La perspective d’une perte, appelée aversion aux pertes, est évaluée isolément des perspectives de gains. Ainsi, même si la plupart des titres constituant un portefeuille présente une plus-value latente (c’est-à-dire potentielle mais non encore réalisée), l’investisseur aura tendance à être obsédé par les positions qui perdent de l’argent.

L’aversion influence donc de manière variable le comportement des investisseurs.

L’aversion peut engendrer une défiance telle que l’investisseur refuse d’agir.

Autre effet concret de cette aversion, la perspective de pouvoir perdre de l’argent en plaçant son épargne sur des actions incite l’investisseur à opter pour des obligations ou des placements sur des produits dont le rendement est faible, oubliant ainsi les rendements négatifs dus à l’inflation.

Les travaux de Kahneman et Tversky ont mis en évidence une asymétrie des comportements face aux gains et aux pertes.

Ainsi, l’investisseur préfère un gain certain à un gain aléatoire. Lorsqu’il est en situation de gain, il se montrera extrêmement prudent et clôturera rapidement sa position. Il cherchera à rapidement réduire le risque pour concrétiser les gains acquis.

A l’inverse, quand il est confronté à une perte latente, il acceptera plus fréquemment de maintenir des positions risquées ou de les accroitre dans l’espoir de revenir à l’équilibre. Il agit ainsi car il ne parvient pas à assumer ses pertes. La perte aléatoire est privilégiée à une perte certaine.

L’effet de disposition :

Cette dernière tendance correspond à l’effet de disposition. Ce biais a été décrit par H. Shefrin et M. Statman, en 1985 (« The Disposition to Sell Winners Too Early and Ride Losers Too Long: Theory and Evidence », Journal of Finance). L’effet de disposition correspond à la disposition de l’investisseur de détenir en portefeuille les titres perdants plus longtemps que les titres gagnants.

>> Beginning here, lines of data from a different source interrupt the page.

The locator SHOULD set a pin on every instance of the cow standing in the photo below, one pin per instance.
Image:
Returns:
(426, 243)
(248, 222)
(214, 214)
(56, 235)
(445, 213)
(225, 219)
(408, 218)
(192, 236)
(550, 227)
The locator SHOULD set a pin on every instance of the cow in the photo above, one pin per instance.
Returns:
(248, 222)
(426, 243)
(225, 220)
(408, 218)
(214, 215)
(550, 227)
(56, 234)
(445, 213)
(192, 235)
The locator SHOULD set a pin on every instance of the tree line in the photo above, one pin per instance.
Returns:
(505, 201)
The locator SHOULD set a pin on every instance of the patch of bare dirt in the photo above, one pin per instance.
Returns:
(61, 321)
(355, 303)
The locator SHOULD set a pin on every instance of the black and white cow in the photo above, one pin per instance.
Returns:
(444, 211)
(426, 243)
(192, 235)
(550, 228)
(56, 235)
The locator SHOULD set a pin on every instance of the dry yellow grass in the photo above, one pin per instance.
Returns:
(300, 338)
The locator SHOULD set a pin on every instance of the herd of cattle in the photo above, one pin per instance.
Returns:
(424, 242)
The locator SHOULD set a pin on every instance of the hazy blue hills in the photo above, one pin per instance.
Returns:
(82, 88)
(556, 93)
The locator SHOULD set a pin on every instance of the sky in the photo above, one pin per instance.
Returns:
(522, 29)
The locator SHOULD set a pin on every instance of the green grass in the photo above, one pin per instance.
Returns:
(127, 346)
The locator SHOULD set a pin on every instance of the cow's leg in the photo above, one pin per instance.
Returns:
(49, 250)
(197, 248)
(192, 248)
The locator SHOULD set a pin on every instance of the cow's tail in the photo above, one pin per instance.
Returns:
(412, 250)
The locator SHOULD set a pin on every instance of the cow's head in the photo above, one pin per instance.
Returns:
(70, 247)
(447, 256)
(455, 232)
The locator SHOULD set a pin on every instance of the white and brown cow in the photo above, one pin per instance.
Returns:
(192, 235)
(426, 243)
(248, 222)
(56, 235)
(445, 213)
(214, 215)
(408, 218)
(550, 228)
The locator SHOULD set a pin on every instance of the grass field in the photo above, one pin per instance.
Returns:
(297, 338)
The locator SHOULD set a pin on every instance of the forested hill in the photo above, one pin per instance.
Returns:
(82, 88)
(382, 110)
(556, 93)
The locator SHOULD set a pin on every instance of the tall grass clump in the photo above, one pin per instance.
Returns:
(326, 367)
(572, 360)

Cette disposition à vendre les titres gagnants peut trouver sa motivation dans une croyance très forte mais irrationnelle au caractère de retour à la moyenne. L’origine peut être également liée à la recherche de fierté et à l’évitement des regrets.

L’attitude qui consiste à conserver plus longtemps les titres perdants a des conséquences défavorables sur les performances. En effet, très souvent, les titres perdants conservés sous performent les titres en gains vendus. L’investisseur effectue alors une gestion sous optimale de son portefeuille.

Locke et Mann (2004) ont montré ainsi que les traders qui ont les meilleures performances sont ceux qui conservent le moins longtemps leurs positions en pertes.

En 1998 Terrence Odéan étudie le comportement de traders particuliers à travers 10 000 comptes boursiers traitant sur les indices américains à travers 97 843 transactions. Pour l’ensemble de la période testée et sur l’ensemble des opérations sur les 10 000 comptes, il observe que les titres vendus gagnants ont superformés le marché de 2.3 % en moyenne l’année suivante tandis que les titres conservés perdants ont sous performés le marché de 1.1 % . En conclusion, si les investisseurs avaient conservés les titres vendus et vendu les titres conservés, ils auraient accru leur performance de 3.4 %

Conclusion

L’aversion au risque peut faire passer à côté de belles opportunités. Avoir constamment à l’esprit ce concept ainsi que les autres biais, apparaît important, à chaque fois que l’on prend ou que l’on est en position sur les marchés.

Pour ma part, la connaissance des principaux biais m’a permis de prendre conscience des irrationalités susceptibles de m’amener à prendre les mauvaises décisions. Cela m’a permis également de mieux connaitre m’a manière d’agir sur les marchés pour analyser les informations et pour prendre mes positions. Cela m’a permis de prendre du recul et de me construire progressivement des critères pour analyser ma façon d’agir et ainsi mieux reconnaitre les situations à risque et mettre en place des stratégies pour lutter contre ces biais qui peuvent me faire perdre sur les marchés.

Je prolongerais cet article par la présentation des biais cognitifs et des biais sociaux qu’il est utile d’avoir présent à l’esprit pour tendre d’agir de la manière la plus rationnelle possible sur les marchés financiers.